Banda goiana divulgou na tarde desta quarta-feira (7/6) o álbum Lá Vem a Morte, com oito músicas, sete delas inéditas, em 27 minutos e 11 segundos

Na data do primeiro show da turnê nos Estados Unidos, em San Diego, na Califórnia, banda Boogarins lança o disco Lá Vem a Morte | Arte: Fernando Almeida e Beatriz Perini

Uma zapeada na timeline do Facebook e Lá Vem a Morte. No dia em que o julgamento da cassação da chapa Dilma Rousseff (PT) e Michel Temer (PMDB) foi suspenso pela segunda vez para continuar na data seguinte, a banda goiana Boogarins lançou sem qualquer anúncio prévio seu terceiro disco de estúdio: Lá Vem a Morte. A quarta-feira 7 de junho, data do primeiro show do grupo na turnê que tem 27 apresentações e vai até julho nos Estados Unidos e Canadá, marca o concerto em San Diego, na Califórnia, e os novos 27 minutos e 11 segundos divididos em oito canções do conjunto goiano.
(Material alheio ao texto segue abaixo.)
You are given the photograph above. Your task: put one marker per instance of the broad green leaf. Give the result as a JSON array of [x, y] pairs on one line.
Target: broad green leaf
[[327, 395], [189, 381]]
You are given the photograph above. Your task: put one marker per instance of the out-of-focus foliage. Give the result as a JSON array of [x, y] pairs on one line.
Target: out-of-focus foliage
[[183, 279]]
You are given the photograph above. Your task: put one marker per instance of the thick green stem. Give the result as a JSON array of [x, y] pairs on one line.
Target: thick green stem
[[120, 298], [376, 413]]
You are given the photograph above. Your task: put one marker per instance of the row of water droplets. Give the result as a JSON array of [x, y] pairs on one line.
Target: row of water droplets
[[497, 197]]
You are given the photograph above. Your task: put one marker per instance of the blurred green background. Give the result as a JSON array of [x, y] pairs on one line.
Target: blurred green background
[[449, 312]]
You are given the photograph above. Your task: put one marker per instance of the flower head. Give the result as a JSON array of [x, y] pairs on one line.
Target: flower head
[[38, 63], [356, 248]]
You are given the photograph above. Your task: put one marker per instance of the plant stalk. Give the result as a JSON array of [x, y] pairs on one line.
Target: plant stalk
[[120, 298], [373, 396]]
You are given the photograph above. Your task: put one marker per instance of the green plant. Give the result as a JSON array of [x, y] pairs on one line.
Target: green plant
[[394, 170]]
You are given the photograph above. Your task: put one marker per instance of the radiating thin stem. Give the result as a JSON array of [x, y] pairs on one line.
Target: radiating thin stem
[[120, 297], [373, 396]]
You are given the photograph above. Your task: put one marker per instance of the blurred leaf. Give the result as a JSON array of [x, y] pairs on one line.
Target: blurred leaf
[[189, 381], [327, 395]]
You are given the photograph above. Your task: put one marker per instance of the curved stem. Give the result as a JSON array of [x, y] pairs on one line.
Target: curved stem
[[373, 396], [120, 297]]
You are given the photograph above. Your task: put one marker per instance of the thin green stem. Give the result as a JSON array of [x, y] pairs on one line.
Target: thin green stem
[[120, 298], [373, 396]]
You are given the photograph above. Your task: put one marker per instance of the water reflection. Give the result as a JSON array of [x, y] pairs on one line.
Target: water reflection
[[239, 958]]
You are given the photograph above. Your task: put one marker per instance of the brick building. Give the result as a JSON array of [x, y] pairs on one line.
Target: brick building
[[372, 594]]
A única conhecida dos fãs é a faixa Elogio à Instituição do Cinismo, lançada no final do ano passado pelo bandcamp da Boogarins. Com arte de capa do vocalista e guitarrista Fernando Almeida Filho, o Dinho, e da artista Beatriz Perini, Lá Vem a Morte mostra a banda em viagens com uso de sintetizadores pelo baixista Raphael Vaz e as primeiras letras e vocais do baterista Ynaiã Benthroldo.

As gravações foram feitas no Manchaca Roadhouse, em Austin, no Texas (Estados Unidos). A produção e mixagem do álbum ficou nas mãos do guitarrista Benke Ferraz. As exceções são as canções Corredor Polonês, mixada por Benke e Gordon Zacharias, empresário da banda, e a música Elogio à Instituição do Cinismo, que tem Benke ao lado de Mitch Easter e Gordon na mixagem. Tim Gerron masterizou o disco Lá Vem a Morte, que foi lançado pela OAR, de Will Harrison e Gordon, que assinam a produção executiva do álbum.

O disco conta com a participação de Pedro Bonifrate, vocalista da extinta banda Supercordas. Bonifrate é o responsável, ao lado de Dinho, pelos samples e beats na faixa Elogio à Instituição do Cinismo. Os teclados e a segunda voz na música também são de Bonifrate. Já Gordon Zacharias toca piano na canção Corredor Polonês. Os samples e beats foram feitos por Benke.

O vocal de Lá Vem a Morte Parte 3 é de Dinho e Ynaiã, que assina a composição junto com o vocalista. Raphael é o autor e vocalista da música Polução Noturna. As outras seis músicas são todas letras compostas e cantadas por Dinho. O baixista Raphael também é o responsável pelos sintetizadores no disco.

Ao contrário da faixa A Pattern Repeated On, que conta com vocais de John Schmersal, que foi lançada em maio e não faz parte do disco, Lá Vem a Morte volta às letras em português. O single A Pattern Repeated On é cantado em inglês.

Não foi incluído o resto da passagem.